Segundo o Código prussiano, o homem pode limitar a sua mulher o período de lactância do filho e resolver todas as questões referentes aos filhos por si e diante de si. Se morre o pai, a viúva é obrigada a aceitar um tutor, pois a mulher é considerada como menor e incapaz de criar sozinha, ainda quando só dispunha de sua fortuna ou do fruto de seu trabalho pessoal. Sua fortuna é administrada pelo esposo, e se este vai à falência, na maior parte dos Estados os bens da mulher são considerados propriedade do marido, dos quais este dispõe sem um contrato anterior ao matrimônio. Onde existe o direito de primogenitura para a propriedade territorial, ainda quando a mulher seja maior, não pode desfrutar de seus bens caso tenha irmãos ou outros parentes por linha varonil e não recebe a herança até a morte destes.
Os direitos políticos, que têm o mesmo fundamento, estão vedados à mulher, e ela só pode exercê-los em casos particulares, como na Saxônia, onde a lei municipal lhe concede, como proprietária, o direito eleitoral ativo, mas lhe nega o passivo: a elegibilidade. Se é casada, recaem sobre o marido todos os direitos. Em quase nenhum Estado a mulher tem o direito de firmar contratos sem o consentimento de seu marido, exceto quando possui uma casa de comércio, que ela pode fundar segundo a nova lei. A mulher está excluída de toda ação da lei prussiana sobre o direito de reunião proíbe os escolares, aprendizes menores de dezoito anos e às mulheres de participar de reuniões e assembleias políticas. Não faz muitos anos, vários códigos alemães de julgamento criminal proibiam às mulheres assistirem aos debates públicos dos Tribunais. Se uma mulher tem um filho natural perde o direito à pensão alimentícia caso tenha aceito qualquer presente de seu amante. Se pede a separação do marido, continua levando o sobrenome conjugal como recordação eterna.

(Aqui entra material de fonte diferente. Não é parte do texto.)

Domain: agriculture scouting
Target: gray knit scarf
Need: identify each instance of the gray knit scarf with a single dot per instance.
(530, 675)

Estes exemplos já são bastante lastimosos; contudo, na França a situação da mulher é ainda pior. Ali, no adultério considerado simples, por parte do marido a mulher não pode queixar-se tendo em vista a separação; é necessário que o adultério tenha sido cometido em circunstâncias graves. O homem, ao contrário, tem em todo caso de adultério cometido pela mulher o direito de pedir a separação de imediato. O mesmo sucede na Espanha, em Portugal e na Itália.

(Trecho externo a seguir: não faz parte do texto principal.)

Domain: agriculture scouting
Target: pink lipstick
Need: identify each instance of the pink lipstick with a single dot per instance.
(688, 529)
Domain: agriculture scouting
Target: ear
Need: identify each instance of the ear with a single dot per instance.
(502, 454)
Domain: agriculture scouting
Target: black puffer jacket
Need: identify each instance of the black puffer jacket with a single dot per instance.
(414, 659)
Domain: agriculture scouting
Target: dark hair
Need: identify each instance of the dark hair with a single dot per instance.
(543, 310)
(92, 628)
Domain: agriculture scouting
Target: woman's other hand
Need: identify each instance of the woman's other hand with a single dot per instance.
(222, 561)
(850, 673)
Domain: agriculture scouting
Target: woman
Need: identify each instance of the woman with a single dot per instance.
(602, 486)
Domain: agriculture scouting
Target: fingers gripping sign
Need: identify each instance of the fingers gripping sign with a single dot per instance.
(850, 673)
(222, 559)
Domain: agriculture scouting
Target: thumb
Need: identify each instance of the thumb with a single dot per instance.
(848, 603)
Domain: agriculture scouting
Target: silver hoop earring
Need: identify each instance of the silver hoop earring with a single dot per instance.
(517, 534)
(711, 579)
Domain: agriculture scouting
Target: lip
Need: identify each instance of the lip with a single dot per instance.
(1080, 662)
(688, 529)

A situação jurídica da mulher na Inglaterra melhorou sensivelmente desde agosto de 1882, em decorrência da enérgica propaganda realizada pelas mulheres entre o povo e junto ao Parlamento. Antes dessa data, a mulher inglesa era, na realidade, escrava de seu marido, que com inteira liberdade podia dispor a seu talante de sua pessoa e de seus bens e a tal ponto a mulher era considerada menor que o marido era responsável pelo crime da mulher, caso esta o cometesse na sua presença. Se a mulher causava algum prejuízo a um estranho, o marido era condenado. da mesma maneira que o dano fosse cometido por um animal doméstico. A lei de agosto de 1882 veio a colocar a mulher em igualdade de condições quanto ao direito civil.

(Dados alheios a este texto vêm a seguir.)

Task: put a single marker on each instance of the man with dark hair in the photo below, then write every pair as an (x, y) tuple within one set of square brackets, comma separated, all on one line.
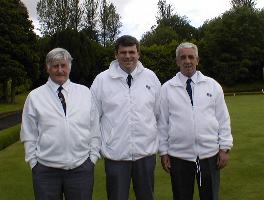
[(61, 135), (127, 95)]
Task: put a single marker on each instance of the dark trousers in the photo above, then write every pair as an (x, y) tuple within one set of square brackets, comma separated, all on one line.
[(52, 184), (120, 173), (183, 174)]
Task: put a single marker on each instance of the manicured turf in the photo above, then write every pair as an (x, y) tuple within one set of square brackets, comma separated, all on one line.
[(18, 105), (242, 179)]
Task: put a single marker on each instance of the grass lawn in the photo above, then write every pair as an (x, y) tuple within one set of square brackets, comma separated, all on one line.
[(18, 105), (242, 179)]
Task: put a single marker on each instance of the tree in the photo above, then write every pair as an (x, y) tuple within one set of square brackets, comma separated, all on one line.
[(229, 44), (169, 27), (109, 23), (113, 24), (241, 3), (58, 15), (18, 58), (90, 8), (75, 14), (164, 10)]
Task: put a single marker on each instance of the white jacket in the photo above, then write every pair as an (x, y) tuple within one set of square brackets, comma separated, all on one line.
[(128, 115), (56, 140), (188, 131)]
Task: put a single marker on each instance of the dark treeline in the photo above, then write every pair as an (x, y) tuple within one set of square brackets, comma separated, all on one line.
[(230, 46)]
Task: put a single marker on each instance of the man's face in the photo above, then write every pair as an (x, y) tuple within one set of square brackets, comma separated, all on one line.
[(127, 57), (59, 71), (187, 61)]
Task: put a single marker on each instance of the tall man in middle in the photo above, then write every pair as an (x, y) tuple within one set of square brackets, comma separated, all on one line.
[(127, 95)]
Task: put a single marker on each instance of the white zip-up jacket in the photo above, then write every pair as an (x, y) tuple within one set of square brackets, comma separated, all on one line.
[(188, 131), (56, 140), (128, 115)]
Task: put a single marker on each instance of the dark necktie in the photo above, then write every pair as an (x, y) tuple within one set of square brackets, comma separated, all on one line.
[(189, 88), (129, 78), (62, 99)]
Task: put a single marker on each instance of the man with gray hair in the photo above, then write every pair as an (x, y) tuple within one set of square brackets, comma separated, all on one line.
[(60, 132), (194, 128)]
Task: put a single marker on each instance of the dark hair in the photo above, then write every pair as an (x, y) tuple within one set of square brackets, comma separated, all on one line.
[(126, 40)]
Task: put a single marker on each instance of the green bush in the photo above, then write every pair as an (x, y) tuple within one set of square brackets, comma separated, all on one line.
[(9, 136)]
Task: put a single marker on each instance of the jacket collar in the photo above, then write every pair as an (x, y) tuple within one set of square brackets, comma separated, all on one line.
[(115, 72), (177, 82)]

A evidente e tangível desigualdade da mulher diante do direito com relação ao homem fez surgir entre as mais avançadas a pretensão aos direitos políticos, ao objetivo de influir legislativamente para obter sua igualdade. A própria ideia impulsiona as classes trabalhadoras a dirigir por todas as partes seus esforços para a conquista do poder político. O que parece justo para as classes trabalhadoras não pode deixar de sê-lo para a mulher, que, oprimida, acorrentada, escarnecida, tratada injustamente em todas as partes, tem não só o direito mas o dever de defender-se e servir-se de todas as armas para conquistar a sagrada liberdade. Sua alma se engrandece nessa luta. Naturalmente, contra esses esforços protestam ainda os sinistros clamores da reação. Examinemos as objeções dos retrógrados.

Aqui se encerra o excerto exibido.